We live in an increasingly connected world. The internet enables information gathering and sharing among individuals. It decreases barriers that once existed between academics and individuals. In the pediatric cancer community, social media platforms have given space to grassroots movements in the form of advocacy groups.

     The modern medical landscape is different. Parents present to clinic armed with journals and knowledge that anecdotally, someone else is doing this differently and they want to know why. 

    Elevate was born out of a mom asking, “How do we change the landscape?”

I contribute to Elevate because I want to be active in the conversation.

      My daughter has had Wilm’s tumor twice. Two years after her initial diagnosis, we discovered that my husband and I are carriers of a rare genetic condition.  

[Learn more about this genetic condition, Perlman syndrome, HERE and below.]

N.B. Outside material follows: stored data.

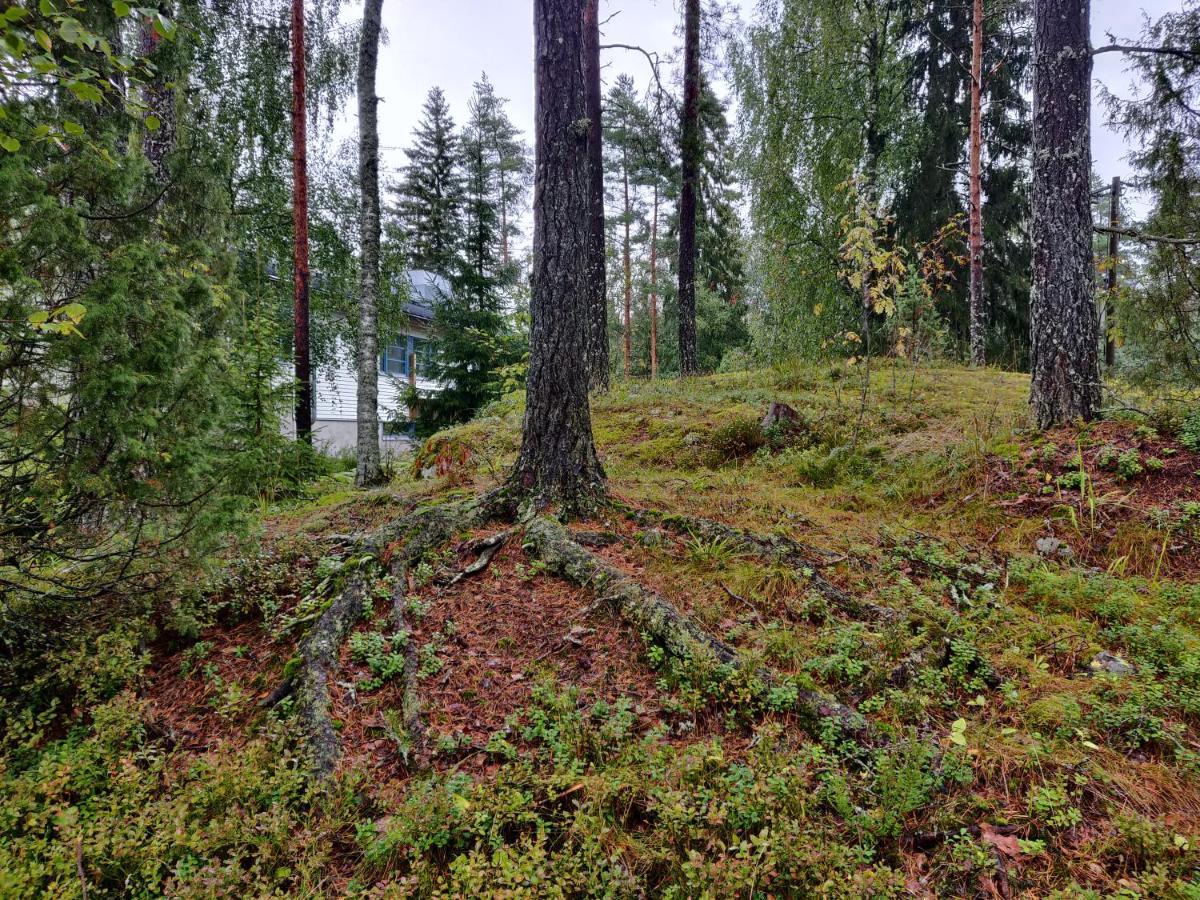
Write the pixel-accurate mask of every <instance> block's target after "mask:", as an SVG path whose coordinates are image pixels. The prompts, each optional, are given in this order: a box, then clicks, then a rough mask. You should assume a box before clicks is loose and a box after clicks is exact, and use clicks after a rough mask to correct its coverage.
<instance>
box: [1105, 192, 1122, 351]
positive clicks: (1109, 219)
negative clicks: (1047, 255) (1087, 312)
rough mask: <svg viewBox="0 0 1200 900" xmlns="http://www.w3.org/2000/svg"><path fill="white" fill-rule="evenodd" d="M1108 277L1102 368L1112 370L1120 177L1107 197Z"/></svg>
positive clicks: (1120, 208) (1116, 280)
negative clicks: (1107, 224)
mask: <svg viewBox="0 0 1200 900" xmlns="http://www.w3.org/2000/svg"><path fill="white" fill-rule="evenodd" d="M1109 227H1110V228H1111V229H1112V230H1110V232H1109V277H1108V289H1109V290H1108V294H1109V295H1108V298H1105V301H1104V367H1105V368H1112V366H1114V365H1116V361H1117V344H1116V341H1114V340H1112V317H1114V313H1115V310H1116V305H1115V304H1114V298H1115V296H1116V293H1117V254H1118V252H1120V250H1121V235H1120V234H1117V229H1118V228H1120V227H1121V176H1120V175H1118V176H1116V178H1114V179H1112V191H1111V196H1110V197H1109Z"/></svg>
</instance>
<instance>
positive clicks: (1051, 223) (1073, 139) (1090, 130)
mask: <svg viewBox="0 0 1200 900" xmlns="http://www.w3.org/2000/svg"><path fill="white" fill-rule="evenodd" d="M1090 13H1091V0H1034V4H1033V59H1034V64H1033V295H1032V324H1033V332H1032V362H1033V365H1032V370H1033V372H1032V374H1033V379H1032V385H1031V389H1030V406H1031V407H1032V408H1033V415H1034V419H1036V420H1037V424H1038V427H1042V428H1046V427H1050V426H1051V425H1062V424H1066V422H1069V421H1072V420H1074V419H1084V420H1091V419H1094V418H1096V414H1097V413H1098V412H1099V406H1100V366H1099V334H1098V316H1097V311H1096V271H1094V263H1093V257H1092V202H1091V190H1092V154H1091V127H1090V124H1091V96H1092V54H1091V40H1090Z"/></svg>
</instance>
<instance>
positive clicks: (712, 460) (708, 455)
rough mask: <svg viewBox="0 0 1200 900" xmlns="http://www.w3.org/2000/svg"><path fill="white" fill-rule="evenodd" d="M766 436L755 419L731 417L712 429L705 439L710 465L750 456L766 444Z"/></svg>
mask: <svg viewBox="0 0 1200 900" xmlns="http://www.w3.org/2000/svg"><path fill="white" fill-rule="evenodd" d="M766 444H767V437H766V436H764V434H763V433H762V426H761V425H760V424H758V421H757V420H756V419H749V418H746V419H740V418H739V419H733V420H732V421H728V422H726V424H725V425H720V426H718V427H716V428H714V430H713V432H712V433H710V434H709V436H708V439H707V440H706V448H707V456H708V462H709V464H710V466H725V464H728V463H731V462H737V461H739V460H745V458H746V457H749V456H752V455H754V454H755V451H757V450H758V449H760V448H762V446H766Z"/></svg>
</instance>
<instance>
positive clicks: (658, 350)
mask: <svg viewBox="0 0 1200 900" xmlns="http://www.w3.org/2000/svg"><path fill="white" fill-rule="evenodd" d="M658 377H659V186H658V182H655V185H654V211H653V214H652V215H650V378H658Z"/></svg>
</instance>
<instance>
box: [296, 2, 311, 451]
mask: <svg viewBox="0 0 1200 900" xmlns="http://www.w3.org/2000/svg"><path fill="white" fill-rule="evenodd" d="M305 100H306V91H305V35H304V0H292V220H293V229H294V238H293V240H294V245H293V316H294V319H295V337H294V341H295V379H296V406H295V426H296V437H298V438H300V439H301V440H307V442H308V443H312V365H311V356H310V353H311V349H310V346H308V121H307V109H306V108H305Z"/></svg>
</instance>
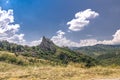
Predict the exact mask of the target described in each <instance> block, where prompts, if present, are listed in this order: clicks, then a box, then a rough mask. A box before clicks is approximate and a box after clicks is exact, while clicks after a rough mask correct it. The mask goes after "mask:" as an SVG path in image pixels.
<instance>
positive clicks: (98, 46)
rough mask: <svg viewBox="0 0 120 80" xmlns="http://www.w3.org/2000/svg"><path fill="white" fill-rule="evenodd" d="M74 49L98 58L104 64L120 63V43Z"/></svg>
mask: <svg viewBox="0 0 120 80" xmlns="http://www.w3.org/2000/svg"><path fill="white" fill-rule="evenodd" d="M74 50H75V51H78V52H79V51H81V52H82V53H85V54H86V55H89V56H91V57H94V58H96V60H97V61H99V63H100V65H102V66H110V65H120V45H102V44H98V45H95V46H87V47H82V48H76V49H74Z"/></svg>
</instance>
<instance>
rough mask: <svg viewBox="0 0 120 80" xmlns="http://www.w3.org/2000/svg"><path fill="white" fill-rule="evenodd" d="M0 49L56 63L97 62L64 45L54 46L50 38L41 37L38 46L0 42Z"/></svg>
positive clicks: (94, 63) (86, 55)
mask: <svg viewBox="0 0 120 80" xmlns="http://www.w3.org/2000/svg"><path fill="white" fill-rule="evenodd" d="M0 50H1V51H8V52H12V53H14V54H15V55H16V56H19V55H22V56H25V57H34V58H36V59H44V60H49V61H52V62H55V63H56V64H65V65H66V64H68V63H70V62H74V63H84V65H85V66H87V67H90V66H94V65H96V64H97V63H98V62H97V61H96V60H95V59H94V58H91V57H89V56H87V55H84V54H82V53H80V52H75V51H72V50H70V49H69V48H66V47H58V46H56V45H55V44H54V43H53V42H52V41H51V40H50V39H48V38H45V37H43V40H42V42H41V44H40V45H38V46H33V47H29V46H22V45H17V44H13V43H9V42H7V41H1V42H0Z"/></svg>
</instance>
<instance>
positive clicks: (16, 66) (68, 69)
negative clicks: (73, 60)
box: [0, 62, 120, 80]
mask: <svg viewBox="0 0 120 80" xmlns="http://www.w3.org/2000/svg"><path fill="white" fill-rule="evenodd" d="M119 74H120V67H119V66H118V67H117V66H116V67H112V66H111V67H101V66H96V67H92V68H85V67H84V66H82V64H75V63H70V64H69V65H68V66H66V67H64V66H50V65H40V66H18V65H13V64H8V63H3V62H0V80H99V79H103V80H104V79H105V80H119V78H120V76H119Z"/></svg>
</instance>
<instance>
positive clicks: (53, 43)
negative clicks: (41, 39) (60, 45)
mask: <svg viewBox="0 0 120 80" xmlns="http://www.w3.org/2000/svg"><path fill="white" fill-rule="evenodd" d="M40 48H41V49H42V50H43V51H51V52H55V51H56V48H55V44H54V43H53V42H52V41H51V40H50V39H48V38H46V37H45V36H43V39H42V42H41V44H40Z"/></svg>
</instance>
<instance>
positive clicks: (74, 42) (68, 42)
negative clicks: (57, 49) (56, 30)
mask: <svg viewBox="0 0 120 80" xmlns="http://www.w3.org/2000/svg"><path fill="white" fill-rule="evenodd" d="M51 40H52V41H53V42H54V43H55V44H57V45H58V46H67V47H82V46H93V45H96V44H106V45H116V44H120V29H119V30H117V31H116V32H115V34H114V35H113V39H111V40H101V41H99V40H96V39H84V40H80V42H74V41H72V40H69V39H67V38H66V37H65V32H63V31H62V30H59V31H57V35H56V36H53V37H52V38H51Z"/></svg>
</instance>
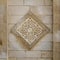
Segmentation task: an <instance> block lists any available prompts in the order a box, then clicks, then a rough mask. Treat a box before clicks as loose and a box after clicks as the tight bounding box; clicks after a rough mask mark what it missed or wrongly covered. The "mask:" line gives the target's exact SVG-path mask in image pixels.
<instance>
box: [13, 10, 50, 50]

   When both copies are inherited, the child has a 64% chance of developing a Wilms tumor by age 8. Finding out critical family planning information at such a late stage meant that all we can do is screen our children for cancer every three months with surveillance scans. Three of our five children inherited both copies. Elevate is relevant for us because we know our story with Wilms tumor isn’t finished. We want other families to have the knowledge to decide if screening is appropriate for their family and the language to ask for it.

Elevate provides a space to work towards solutions and a platform to make effective change.